From Uninsured Risk to Structured Confidence: A Different Conversation for International Women’s Day

International Women’s Day often celebrates resilience. But resilience is not a financing strategy. In capital markets, survival is not enough; participation at scale requires structure.

Before I understood reinsurance treaties or surety capacity, I understood something more immediate: the cost of uninsured risk.

A single overseas buyer collapsed. Eighty percent of a company’s revenue disappeared overnight. Goods had shipped. Payments never arrived. There was no credit insurance, no counterparty intelligence, no mitigation in place. The loss wasn’t caused by poor products or weak management. It was caused by exposure that was invisible until it wasn’t.
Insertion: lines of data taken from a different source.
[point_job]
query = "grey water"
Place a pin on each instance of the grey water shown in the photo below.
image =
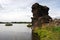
(15, 32)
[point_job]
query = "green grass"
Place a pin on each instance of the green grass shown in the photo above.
(48, 33)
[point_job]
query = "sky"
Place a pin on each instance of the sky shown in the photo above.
(20, 10)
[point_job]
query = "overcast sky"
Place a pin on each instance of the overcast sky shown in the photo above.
(20, 10)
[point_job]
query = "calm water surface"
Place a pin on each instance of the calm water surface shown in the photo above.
(15, 32)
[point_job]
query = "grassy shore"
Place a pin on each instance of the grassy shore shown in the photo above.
(48, 33)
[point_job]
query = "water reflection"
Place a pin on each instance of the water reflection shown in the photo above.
(15, 32)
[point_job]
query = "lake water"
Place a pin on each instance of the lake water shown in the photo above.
(15, 32)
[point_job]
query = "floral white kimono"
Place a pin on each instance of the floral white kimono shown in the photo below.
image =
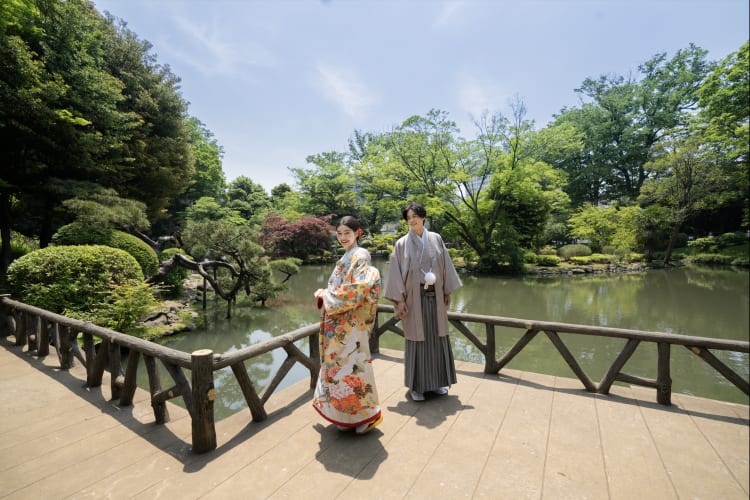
(345, 393)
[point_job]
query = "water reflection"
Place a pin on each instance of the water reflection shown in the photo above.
(700, 302)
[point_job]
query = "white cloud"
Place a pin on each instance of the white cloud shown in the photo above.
(346, 90)
(210, 50)
(449, 12)
(476, 95)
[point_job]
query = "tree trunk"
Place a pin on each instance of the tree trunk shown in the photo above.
(670, 245)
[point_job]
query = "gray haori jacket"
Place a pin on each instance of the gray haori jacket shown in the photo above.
(409, 262)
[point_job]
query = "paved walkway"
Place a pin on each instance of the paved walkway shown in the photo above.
(517, 435)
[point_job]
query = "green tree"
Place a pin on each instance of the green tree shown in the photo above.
(249, 199)
(724, 99)
(688, 178)
(622, 119)
(328, 186)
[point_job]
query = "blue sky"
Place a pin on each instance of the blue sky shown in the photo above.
(277, 81)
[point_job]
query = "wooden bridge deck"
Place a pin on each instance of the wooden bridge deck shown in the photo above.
(516, 435)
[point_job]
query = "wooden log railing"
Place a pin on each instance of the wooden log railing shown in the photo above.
(37, 329)
(663, 382)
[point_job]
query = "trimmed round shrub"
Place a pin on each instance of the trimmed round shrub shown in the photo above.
(565, 252)
(548, 250)
(547, 260)
(144, 254)
(77, 233)
(71, 278)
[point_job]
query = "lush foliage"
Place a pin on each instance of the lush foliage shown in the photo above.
(567, 252)
(94, 131)
(308, 238)
(72, 279)
(82, 234)
(171, 284)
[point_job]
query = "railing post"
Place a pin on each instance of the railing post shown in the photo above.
(42, 348)
(315, 358)
(64, 351)
(374, 337)
(21, 327)
(663, 378)
(204, 430)
(6, 318)
(490, 358)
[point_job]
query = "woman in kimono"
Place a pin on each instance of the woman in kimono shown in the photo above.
(420, 280)
(345, 393)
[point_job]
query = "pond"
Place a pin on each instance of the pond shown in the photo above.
(697, 301)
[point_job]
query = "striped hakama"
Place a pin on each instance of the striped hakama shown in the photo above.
(429, 363)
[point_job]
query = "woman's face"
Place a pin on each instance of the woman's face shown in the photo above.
(346, 236)
(416, 223)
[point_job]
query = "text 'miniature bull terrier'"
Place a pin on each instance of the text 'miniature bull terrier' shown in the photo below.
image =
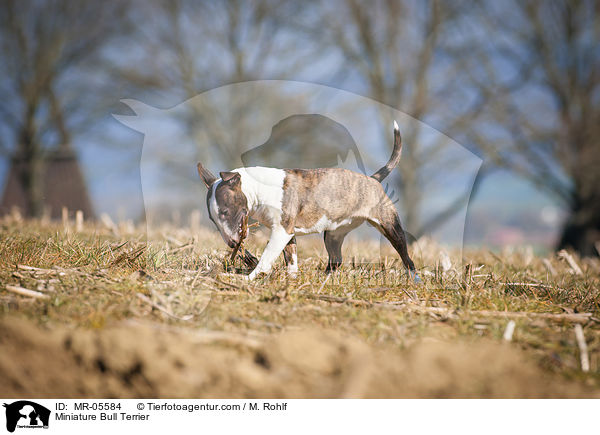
(332, 201)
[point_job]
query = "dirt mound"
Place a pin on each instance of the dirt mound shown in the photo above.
(147, 360)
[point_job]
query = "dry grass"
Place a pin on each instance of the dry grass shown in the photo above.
(174, 277)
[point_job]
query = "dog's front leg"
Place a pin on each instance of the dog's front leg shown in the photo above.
(279, 238)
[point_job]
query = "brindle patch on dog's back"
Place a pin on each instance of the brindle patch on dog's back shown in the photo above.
(310, 194)
(230, 198)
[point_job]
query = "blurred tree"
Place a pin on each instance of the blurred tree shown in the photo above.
(205, 45)
(51, 87)
(537, 65)
(396, 50)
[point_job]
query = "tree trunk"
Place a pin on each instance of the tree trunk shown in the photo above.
(582, 229)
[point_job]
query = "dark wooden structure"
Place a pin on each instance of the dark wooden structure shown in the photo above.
(63, 186)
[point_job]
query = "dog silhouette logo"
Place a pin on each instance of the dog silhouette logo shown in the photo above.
(26, 414)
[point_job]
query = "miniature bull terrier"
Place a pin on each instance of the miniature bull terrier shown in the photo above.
(291, 202)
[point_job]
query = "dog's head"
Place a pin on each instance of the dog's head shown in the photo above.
(227, 204)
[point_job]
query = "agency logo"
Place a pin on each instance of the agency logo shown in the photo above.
(25, 414)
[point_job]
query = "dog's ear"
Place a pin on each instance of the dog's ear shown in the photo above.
(230, 177)
(206, 175)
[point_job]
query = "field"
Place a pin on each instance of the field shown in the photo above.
(116, 311)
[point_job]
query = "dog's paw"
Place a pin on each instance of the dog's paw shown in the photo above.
(415, 277)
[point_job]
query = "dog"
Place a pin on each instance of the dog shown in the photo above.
(291, 202)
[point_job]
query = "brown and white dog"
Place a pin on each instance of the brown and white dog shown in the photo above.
(332, 201)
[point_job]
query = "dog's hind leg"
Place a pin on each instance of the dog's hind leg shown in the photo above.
(388, 224)
(333, 244)
(290, 256)
(277, 242)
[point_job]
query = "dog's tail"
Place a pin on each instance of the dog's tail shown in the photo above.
(394, 160)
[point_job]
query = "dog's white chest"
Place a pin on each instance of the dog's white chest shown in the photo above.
(263, 188)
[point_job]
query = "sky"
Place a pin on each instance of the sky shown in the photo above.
(505, 209)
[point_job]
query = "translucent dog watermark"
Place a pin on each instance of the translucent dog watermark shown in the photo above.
(287, 124)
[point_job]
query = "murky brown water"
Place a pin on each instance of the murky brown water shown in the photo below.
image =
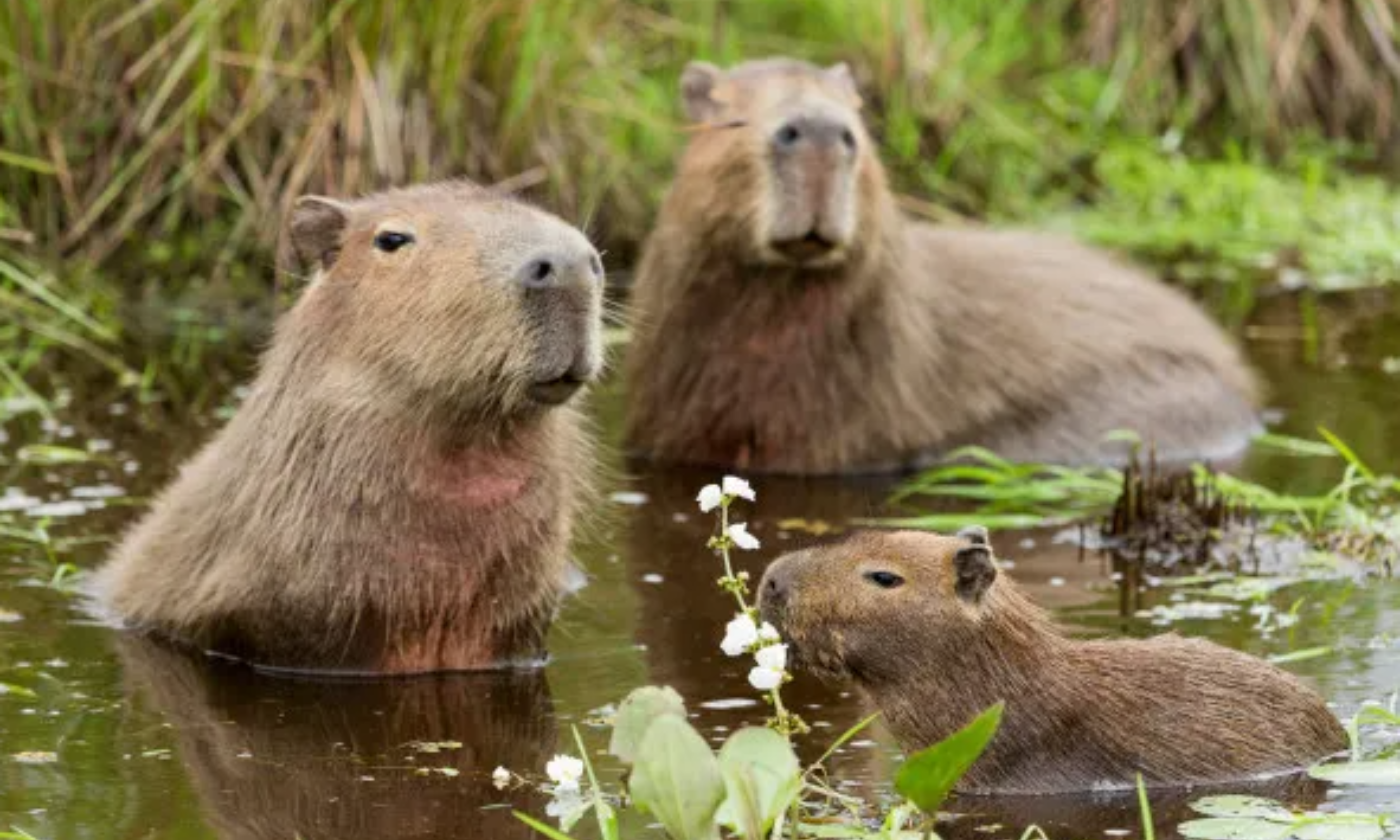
(130, 739)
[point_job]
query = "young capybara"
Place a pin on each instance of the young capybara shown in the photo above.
(396, 492)
(788, 318)
(933, 634)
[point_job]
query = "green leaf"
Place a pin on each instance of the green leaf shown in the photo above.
(930, 774)
(1379, 773)
(45, 454)
(529, 821)
(762, 777)
(637, 713)
(17, 690)
(676, 779)
(1250, 807)
(1343, 826)
(1299, 655)
(1234, 828)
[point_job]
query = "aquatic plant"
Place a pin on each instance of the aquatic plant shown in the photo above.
(753, 787)
(1171, 513)
(167, 129)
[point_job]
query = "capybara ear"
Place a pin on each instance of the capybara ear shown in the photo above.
(840, 76)
(697, 87)
(975, 534)
(314, 231)
(976, 570)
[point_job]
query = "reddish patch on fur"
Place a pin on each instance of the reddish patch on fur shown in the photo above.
(809, 315)
(476, 479)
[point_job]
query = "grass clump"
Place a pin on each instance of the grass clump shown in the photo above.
(1147, 511)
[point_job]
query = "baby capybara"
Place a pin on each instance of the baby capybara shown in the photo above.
(933, 634)
(790, 318)
(396, 492)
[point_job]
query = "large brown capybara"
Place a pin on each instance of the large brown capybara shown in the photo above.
(396, 492)
(933, 634)
(788, 318)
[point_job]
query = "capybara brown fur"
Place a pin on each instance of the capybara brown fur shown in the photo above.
(933, 634)
(790, 318)
(398, 489)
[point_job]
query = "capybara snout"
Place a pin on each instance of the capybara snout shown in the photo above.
(563, 300)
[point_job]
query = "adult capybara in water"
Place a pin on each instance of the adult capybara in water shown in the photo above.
(933, 634)
(396, 492)
(788, 318)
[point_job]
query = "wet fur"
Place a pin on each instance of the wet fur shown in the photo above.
(1080, 714)
(921, 340)
(387, 499)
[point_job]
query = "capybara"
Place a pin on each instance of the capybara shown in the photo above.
(933, 634)
(396, 492)
(790, 318)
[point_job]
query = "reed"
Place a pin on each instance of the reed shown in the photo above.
(149, 130)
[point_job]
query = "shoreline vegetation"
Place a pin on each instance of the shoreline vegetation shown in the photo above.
(1228, 137)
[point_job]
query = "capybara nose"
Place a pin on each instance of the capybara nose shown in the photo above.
(814, 132)
(804, 248)
(556, 268)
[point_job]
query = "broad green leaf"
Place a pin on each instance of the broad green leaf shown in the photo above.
(1343, 826)
(1250, 807)
(637, 713)
(762, 777)
(1234, 828)
(529, 821)
(1381, 773)
(930, 774)
(676, 779)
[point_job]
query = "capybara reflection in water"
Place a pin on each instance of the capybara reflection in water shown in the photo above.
(788, 318)
(933, 634)
(396, 492)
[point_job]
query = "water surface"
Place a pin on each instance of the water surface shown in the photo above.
(123, 738)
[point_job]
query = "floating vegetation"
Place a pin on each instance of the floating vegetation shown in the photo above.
(1255, 818)
(1161, 515)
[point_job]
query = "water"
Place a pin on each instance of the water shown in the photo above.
(122, 738)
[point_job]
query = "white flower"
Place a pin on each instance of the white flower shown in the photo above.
(739, 636)
(564, 772)
(741, 536)
(710, 497)
(772, 657)
(765, 679)
(738, 487)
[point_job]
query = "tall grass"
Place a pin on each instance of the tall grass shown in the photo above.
(165, 129)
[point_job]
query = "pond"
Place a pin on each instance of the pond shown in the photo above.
(104, 735)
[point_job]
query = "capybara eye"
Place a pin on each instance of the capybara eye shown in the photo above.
(391, 241)
(885, 580)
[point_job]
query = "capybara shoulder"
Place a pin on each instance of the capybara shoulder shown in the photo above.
(933, 633)
(790, 318)
(396, 492)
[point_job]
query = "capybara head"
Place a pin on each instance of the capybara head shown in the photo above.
(451, 297)
(878, 604)
(781, 156)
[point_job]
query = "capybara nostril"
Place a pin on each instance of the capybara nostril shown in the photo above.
(787, 136)
(539, 273)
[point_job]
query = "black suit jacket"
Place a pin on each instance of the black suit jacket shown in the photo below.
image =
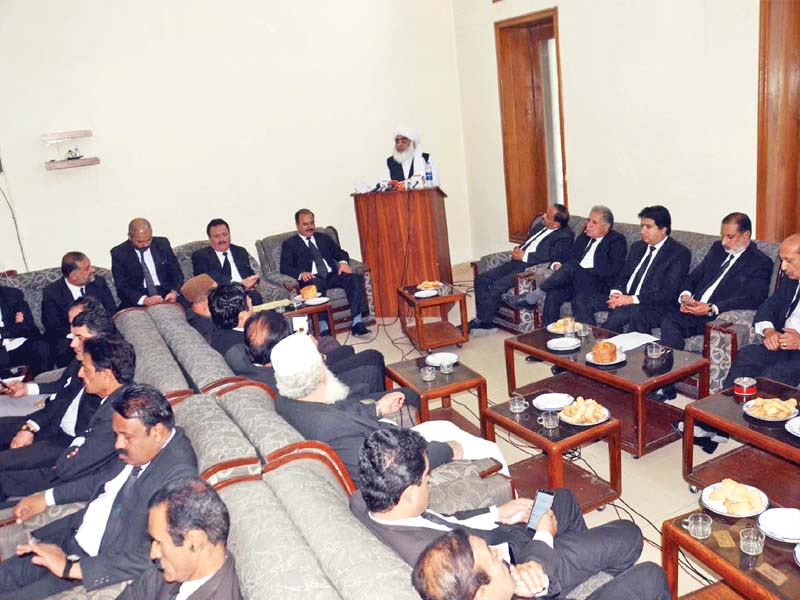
(125, 545)
(775, 308)
(12, 301)
(126, 267)
(664, 280)
(150, 585)
(296, 258)
(56, 300)
(554, 248)
(745, 285)
(344, 426)
(49, 418)
(609, 258)
(205, 260)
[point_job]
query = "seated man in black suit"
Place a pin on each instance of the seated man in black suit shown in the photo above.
(651, 278)
(316, 403)
(586, 274)
(198, 314)
(363, 373)
(38, 439)
(145, 269)
(734, 275)
(314, 258)
(230, 308)
(108, 364)
(548, 242)
(21, 342)
(188, 526)
(107, 541)
(778, 320)
(215, 260)
(79, 281)
(392, 503)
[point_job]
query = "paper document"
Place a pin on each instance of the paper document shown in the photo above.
(632, 340)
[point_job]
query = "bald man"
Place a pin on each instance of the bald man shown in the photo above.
(778, 321)
(145, 269)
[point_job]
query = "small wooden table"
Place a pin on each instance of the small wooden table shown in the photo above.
(770, 456)
(314, 312)
(551, 467)
(428, 336)
(462, 379)
(736, 568)
(651, 422)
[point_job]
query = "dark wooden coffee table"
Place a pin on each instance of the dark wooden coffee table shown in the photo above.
(550, 468)
(438, 334)
(646, 424)
(739, 570)
(770, 456)
(462, 379)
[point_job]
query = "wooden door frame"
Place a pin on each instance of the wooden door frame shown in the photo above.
(522, 21)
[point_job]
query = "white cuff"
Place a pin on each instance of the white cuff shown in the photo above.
(762, 325)
(544, 536)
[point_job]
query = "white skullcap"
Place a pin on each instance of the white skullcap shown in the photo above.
(411, 134)
(294, 354)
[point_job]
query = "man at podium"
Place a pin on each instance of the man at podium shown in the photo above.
(408, 159)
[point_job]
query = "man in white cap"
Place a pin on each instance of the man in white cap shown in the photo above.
(408, 159)
(316, 403)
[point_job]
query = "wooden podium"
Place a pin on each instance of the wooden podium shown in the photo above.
(403, 240)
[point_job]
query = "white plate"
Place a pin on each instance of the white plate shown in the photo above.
(552, 401)
(782, 524)
(749, 404)
(620, 358)
(563, 344)
(793, 426)
(603, 419)
(719, 507)
(436, 359)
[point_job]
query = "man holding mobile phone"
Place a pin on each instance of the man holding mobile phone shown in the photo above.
(392, 502)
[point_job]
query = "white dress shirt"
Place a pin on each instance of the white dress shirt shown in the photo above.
(587, 262)
(235, 276)
(646, 257)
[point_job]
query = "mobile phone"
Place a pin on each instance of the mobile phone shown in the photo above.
(541, 504)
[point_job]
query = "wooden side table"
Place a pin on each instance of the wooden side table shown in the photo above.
(462, 379)
(427, 336)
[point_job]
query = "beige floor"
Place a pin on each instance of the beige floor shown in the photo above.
(652, 485)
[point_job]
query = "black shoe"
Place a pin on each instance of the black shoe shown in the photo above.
(664, 394)
(515, 301)
(359, 329)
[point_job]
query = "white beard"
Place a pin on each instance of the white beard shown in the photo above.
(407, 154)
(335, 390)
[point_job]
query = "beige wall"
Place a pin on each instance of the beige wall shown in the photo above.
(241, 109)
(660, 107)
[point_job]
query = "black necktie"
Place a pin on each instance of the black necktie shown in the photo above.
(322, 270)
(717, 275)
(226, 266)
(793, 305)
(640, 273)
(534, 237)
(148, 276)
(588, 247)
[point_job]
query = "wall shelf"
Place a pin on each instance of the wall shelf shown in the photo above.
(52, 165)
(62, 136)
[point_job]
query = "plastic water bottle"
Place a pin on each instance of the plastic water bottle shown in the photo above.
(428, 175)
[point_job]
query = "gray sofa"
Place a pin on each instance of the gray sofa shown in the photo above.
(722, 337)
(269, 253)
Across Africa, this is not an isolated story.

SMEs operate in markets where access to structured capital is constrained and contractors face bonding requirements that exclude otherwise capable firms. Africa’s infrastructure ambition is significant. So are its entrepreneurs. Yet participation too often stalls at a single friction point: institutional comfort with risk.

Risk, in itself, is not the barrier. Unstructured risk is.

For years, conversations about African markets in global reinsurance rooms were framed around caution. Capacity existed — alignment did not. In 2015, we began bridging that gap, connecting local corporates and insurers to A-rated international reinsurers without a formal management agent framework to guide us. There was no template. Only conviction that African trade risk could be assessed rigorously, and that global markets would deploy capacity if risk was transparently structured.

Partnerships evolved. Capacity conversations matured. By 2023, long-term commitments dedicated specifically to African trade credit and surety signalled a meaningful shift: from hesitation to engagement.

This is how markets evolve. Not through celebration. Through architecture.

When contractors secure larger bonding lines, when exporters protect receivables across borders, when banks lend with greater confidence, it is not because risk disappeared. It is because risk was engineered.

As a women-led firm in specialty risk, we see this work as responsibility, not symbolism: responsibility to design instruments that unlock participation, to challenge outdated perceptions of African markets, and to ensure ambition is not constrained by avoidable uncertainty.

International Women’s Day should not only ask how many women sit at the table. It should ask whether the systems around that table are designed to enable scale.

Africa does not lack entrepreneurs, expertise, or ambition.

It requires structured confidence.

And structured confidence is capital.